Massimo Rebotti, Corriere della Sera 21/2/2015, 21 febbraio 2015
ROMANO
Se c’è un «manifesto programmatico» da stendere, c’è Andrea Romano. Storico, ghost writer, saggista e (dal 2013) deputato, ha attraversato diverse vite: con D’Alema nella fondazione Italianieuropei, con Montezemolo a Italia Futura, con Monti in Scelta civica e ora nel Pd, pronto a scrivere (con altri) le «tavole» della nuova corrente renziana. «Ma in fondo ho sempre detto la stessa cosa, quasi un copia e incolla» spiega a chi trova rocambolesco il percorso. Per Romano, che si definisce un liberale di sinistra, il filo conduttore è stato cercare casa dove si prometteva di combattere i conservatorismi.
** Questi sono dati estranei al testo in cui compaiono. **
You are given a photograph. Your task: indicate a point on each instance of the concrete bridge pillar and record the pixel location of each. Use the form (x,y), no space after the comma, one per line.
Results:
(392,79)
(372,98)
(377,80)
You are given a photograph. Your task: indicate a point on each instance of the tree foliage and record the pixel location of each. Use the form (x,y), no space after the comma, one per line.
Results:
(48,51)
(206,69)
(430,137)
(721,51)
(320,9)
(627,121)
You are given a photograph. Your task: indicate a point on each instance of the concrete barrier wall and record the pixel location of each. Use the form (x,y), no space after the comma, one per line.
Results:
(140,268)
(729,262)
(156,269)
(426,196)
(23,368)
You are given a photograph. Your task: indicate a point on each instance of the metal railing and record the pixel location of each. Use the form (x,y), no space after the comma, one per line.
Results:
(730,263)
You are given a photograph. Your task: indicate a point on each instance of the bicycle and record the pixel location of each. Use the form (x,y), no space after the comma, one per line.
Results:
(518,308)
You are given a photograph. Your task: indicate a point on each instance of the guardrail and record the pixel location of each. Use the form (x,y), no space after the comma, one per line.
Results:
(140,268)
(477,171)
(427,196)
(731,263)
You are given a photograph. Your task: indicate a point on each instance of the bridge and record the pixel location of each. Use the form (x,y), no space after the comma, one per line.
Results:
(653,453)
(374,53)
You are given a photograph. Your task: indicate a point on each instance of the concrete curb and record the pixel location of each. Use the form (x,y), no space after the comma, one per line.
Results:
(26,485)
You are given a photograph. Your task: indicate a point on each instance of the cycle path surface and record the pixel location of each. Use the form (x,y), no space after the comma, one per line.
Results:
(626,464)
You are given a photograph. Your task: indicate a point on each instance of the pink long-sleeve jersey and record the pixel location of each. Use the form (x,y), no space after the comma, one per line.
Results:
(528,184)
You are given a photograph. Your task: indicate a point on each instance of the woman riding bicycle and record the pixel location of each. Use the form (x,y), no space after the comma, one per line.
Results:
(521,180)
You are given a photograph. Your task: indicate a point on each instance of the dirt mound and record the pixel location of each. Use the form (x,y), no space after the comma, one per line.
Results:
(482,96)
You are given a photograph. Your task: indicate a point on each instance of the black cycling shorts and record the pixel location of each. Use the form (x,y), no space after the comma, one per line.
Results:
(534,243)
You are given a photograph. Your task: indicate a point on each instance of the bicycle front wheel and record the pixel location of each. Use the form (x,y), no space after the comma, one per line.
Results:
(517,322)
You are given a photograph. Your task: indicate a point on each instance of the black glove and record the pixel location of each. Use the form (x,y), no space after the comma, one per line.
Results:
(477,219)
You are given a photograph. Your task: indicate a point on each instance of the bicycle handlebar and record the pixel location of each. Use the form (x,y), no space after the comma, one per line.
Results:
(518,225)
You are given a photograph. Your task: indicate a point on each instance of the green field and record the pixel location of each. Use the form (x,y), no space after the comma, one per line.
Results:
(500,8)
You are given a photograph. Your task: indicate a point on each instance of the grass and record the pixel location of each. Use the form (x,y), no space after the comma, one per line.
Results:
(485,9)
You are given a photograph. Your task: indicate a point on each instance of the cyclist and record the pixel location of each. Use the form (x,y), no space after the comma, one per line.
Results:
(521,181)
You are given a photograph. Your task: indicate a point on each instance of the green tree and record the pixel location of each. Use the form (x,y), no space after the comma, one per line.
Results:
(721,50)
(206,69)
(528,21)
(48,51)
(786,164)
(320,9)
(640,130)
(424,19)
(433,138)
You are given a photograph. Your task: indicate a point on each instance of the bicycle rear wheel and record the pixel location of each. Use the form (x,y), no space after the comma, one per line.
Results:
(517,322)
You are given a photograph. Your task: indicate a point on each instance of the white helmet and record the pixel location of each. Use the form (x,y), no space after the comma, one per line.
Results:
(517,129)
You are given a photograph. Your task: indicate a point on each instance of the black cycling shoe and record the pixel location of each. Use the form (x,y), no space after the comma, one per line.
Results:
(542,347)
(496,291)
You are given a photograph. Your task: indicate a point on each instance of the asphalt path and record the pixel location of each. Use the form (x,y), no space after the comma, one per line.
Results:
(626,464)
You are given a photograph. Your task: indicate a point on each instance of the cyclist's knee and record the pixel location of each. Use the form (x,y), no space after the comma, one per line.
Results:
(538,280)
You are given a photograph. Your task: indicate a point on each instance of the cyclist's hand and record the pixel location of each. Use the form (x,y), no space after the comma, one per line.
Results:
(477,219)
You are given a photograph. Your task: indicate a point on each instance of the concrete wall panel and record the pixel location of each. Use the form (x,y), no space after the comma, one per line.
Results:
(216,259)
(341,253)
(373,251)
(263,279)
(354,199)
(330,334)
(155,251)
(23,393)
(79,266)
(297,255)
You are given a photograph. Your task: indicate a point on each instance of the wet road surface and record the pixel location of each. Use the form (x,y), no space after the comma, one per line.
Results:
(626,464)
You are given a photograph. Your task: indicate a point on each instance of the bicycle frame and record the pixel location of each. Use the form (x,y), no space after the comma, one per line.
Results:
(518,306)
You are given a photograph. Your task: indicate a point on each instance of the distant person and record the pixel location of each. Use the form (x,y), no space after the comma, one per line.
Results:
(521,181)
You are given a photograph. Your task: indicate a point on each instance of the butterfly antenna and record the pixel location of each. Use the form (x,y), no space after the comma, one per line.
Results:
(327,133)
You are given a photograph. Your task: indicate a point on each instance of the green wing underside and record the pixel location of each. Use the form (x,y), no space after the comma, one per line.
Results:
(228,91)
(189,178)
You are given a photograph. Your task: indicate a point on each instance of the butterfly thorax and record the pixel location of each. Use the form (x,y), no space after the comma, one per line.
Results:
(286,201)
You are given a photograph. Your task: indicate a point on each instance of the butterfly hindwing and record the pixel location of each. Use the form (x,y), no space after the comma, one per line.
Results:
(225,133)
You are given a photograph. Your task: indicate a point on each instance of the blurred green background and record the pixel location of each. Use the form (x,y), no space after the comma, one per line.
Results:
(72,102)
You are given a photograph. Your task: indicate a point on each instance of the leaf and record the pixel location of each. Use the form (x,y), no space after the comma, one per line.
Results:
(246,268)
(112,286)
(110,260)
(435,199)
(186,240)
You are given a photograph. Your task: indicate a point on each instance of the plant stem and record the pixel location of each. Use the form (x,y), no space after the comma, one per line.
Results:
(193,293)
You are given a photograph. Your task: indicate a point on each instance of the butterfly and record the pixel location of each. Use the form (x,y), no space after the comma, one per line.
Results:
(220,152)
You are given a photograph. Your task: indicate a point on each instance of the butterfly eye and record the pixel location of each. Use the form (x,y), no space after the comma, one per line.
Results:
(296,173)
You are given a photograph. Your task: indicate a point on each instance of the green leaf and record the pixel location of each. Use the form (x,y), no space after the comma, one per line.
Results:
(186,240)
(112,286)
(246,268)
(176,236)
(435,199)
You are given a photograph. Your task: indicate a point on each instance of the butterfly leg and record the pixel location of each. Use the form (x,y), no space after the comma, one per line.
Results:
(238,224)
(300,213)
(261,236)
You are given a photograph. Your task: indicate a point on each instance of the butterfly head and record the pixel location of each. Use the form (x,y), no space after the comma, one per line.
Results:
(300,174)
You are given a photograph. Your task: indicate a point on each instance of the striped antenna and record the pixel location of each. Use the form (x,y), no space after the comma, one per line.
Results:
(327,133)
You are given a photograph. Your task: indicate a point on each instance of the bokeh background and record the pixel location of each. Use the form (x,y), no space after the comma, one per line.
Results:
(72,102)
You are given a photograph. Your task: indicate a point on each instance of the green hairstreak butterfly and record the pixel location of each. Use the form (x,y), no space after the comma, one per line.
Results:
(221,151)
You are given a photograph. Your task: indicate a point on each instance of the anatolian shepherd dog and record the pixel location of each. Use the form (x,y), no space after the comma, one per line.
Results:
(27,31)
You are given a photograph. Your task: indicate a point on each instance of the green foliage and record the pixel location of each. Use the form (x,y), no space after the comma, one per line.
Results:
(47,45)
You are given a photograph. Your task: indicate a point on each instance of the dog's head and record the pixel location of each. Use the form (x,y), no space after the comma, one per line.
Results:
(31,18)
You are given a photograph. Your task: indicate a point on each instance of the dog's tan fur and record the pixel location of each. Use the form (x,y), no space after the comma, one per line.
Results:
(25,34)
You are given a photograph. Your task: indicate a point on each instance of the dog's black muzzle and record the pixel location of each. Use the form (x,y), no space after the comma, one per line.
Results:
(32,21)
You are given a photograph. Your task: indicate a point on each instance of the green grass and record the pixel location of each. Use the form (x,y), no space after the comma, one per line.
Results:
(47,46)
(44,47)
Ma poi la «svolta liberale» di D’Alema «è durata poco», quella di Montezemolo è finita in Scelta civica che a sua volta è fallita dentro al «falso mito della società civile», quell’essere «terzi», sostiene adesso. E ora Renzi, il Pd, e l’ennesimo testo da scrivere. Non più nei luoghi protetti delle fondazioni, ma sul terreno instabile della politica, che di parole ha sempre bisogno anche se poi le disattende. «Si chiama wishful thinking», sorride, e nel suo caso significa aver voluto vedere «liberali di sinistra» anche dove non c’erano. Con Renzi però la sintonia è antica. Nel 2009 in un articolo per il Riformista scriveva: «Oggi ho visto il futuro leader del Pd».